Titolo originale: The girl with all the gifts
Regia: Colm McCarthy
Sceneggiatura: Mike Carey
Cast: Sennia Nanua, Gemma Arterton, Glenn Close
Musiche: Cristobal Tapia de Veer
Produzione: Gran Bretagna 2016
Genere: Zombie Movie
Durata: 110 minuti
Regia:
Interpretazione:
Sceneggiatura:
Musica:
Giudizio:
Trama
Da anni ormai la Gran Bretagna combatte contro una pandemia fungina che ha reso buona parte della popolazione un’orda di zombie. I “famelici”, come vengono comunemente chiamati da chi non è ancora stato contagiato, hanno però un punto debole: i più giovani, infatti, conservano un’anima scatenando la furia omicida solo in presenza della fame.
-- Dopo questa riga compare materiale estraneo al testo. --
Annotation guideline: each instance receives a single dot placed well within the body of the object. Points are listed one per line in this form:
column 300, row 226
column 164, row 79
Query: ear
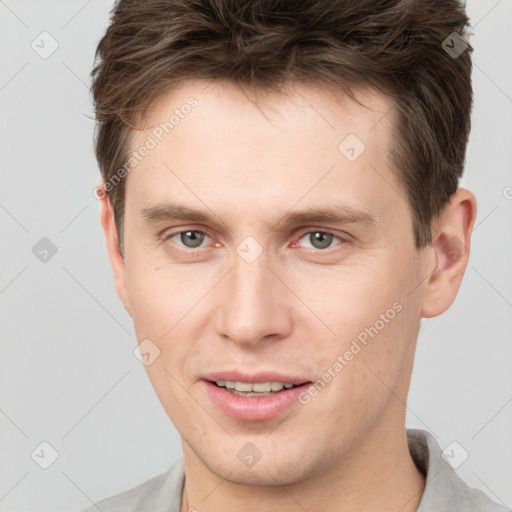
column 111, row 238
column 451, row 237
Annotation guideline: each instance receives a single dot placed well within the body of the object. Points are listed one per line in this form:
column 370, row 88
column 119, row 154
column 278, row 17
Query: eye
column 319, row 239
column 191, row 238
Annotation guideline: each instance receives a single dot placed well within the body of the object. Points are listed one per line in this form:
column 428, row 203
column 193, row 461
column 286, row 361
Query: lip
column 263, row 376
column 254, row 408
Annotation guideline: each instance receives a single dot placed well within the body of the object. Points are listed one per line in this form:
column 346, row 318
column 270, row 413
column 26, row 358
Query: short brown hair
column 399, row 47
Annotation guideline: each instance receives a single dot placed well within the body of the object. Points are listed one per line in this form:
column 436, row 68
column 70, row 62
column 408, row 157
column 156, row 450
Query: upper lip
column 261, row 376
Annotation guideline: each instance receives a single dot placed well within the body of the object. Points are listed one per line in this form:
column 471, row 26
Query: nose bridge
column 252, row 308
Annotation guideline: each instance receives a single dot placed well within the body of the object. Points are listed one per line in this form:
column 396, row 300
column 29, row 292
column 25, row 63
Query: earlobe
column 450, row 243
column 111, row 238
Un gruppo di bambini viene così catturato e imprigionato in un bunker militare per fare da cavia alla dottoressa Caldwell (Glenn Close), in cerca di una cura. La scienziata sta per mettere le mani su Melanie (Sennia Nanua), ragazzina molto più intelligente e perspicace dei suoi simili, quando la base viene invasa dai famelici costringendo alla fuga la stessa Melanie, l’insegnante Helen Justineau (Gemma Arterton), la Caldwell e il sergente Eddie Parks (Paddy Considine).
Fuori dai confini del campo, i fuggiaschi affrontano insidie pericolose e la desolazione più cupa e profonda.
Recensione
Quando Colm McCarthy e Mike Carey si misero a lavorare sull’adattamento del romanzo di quest’ultimo, The girl with all the gift, si erano convinti di poter offrire un’originale declinazione del tema romeriano legato naturalmente agli zombie. Il risultato ottenuto dà torto a entrambi poichè né il libro, né tantomeno la sua trasposizione cinematografica divergono dalla consueta classicità.
Distinguere le generazioni di non morti puntando sull’innocenza dei più giovani, usati come carne da macello per la sintetizzazione di una cura, fa sicuramente vibrare le corde dell’etica stuzzicando anche la morale: una storia vecchia, nuovamente riproposta per dare al tutto un taglio più umano e meno horror.
Entrano in gioco le prospettive femminili, che scrutano in una dimensione pre-adolescenziale dove rientra la componente del mito, il racconto del vaso di Pandora cui allude il titolo originale, rieditato nell’italiano La ragazza che sapeva troppo (l’omonimo film del 1963 diretto da Mario Bava niente ha a che fare con la pellicola di McCarthy).
Da statica, la vicenda diventa dinamica, ma proprio questo dinamismo causa irrimediabile dispersione di interesse, che scema con la fuga al di là delle reti di recinzione del gruppo costituito.
Sarebbe stata vincente l’idea di infondere alla narrazione una verbosità di confronto serrato fra le personalità di Melanie, Justine e Catherine Caldwell, interpretata da una Glenn Close cinica e asciutta, minimale nel porsi, tragica nel rincorrere la speranza di riuscire a dissezionare la sua mancata cavia per offrire l’agognata possibilità di salvezza al mondo alla deriva.
Invece niente, si ricorre stancamente alla sopravvivenza on the road, scoprendo l’origine dell’infezione fungina, una tribalità di ritorno, l’intontimento del famelico che possiede una forte connotazione metaforica ormai inflazionata.
Curiosità
She who brings gifts fu il titolo di lavorazione scelto durante le riprese.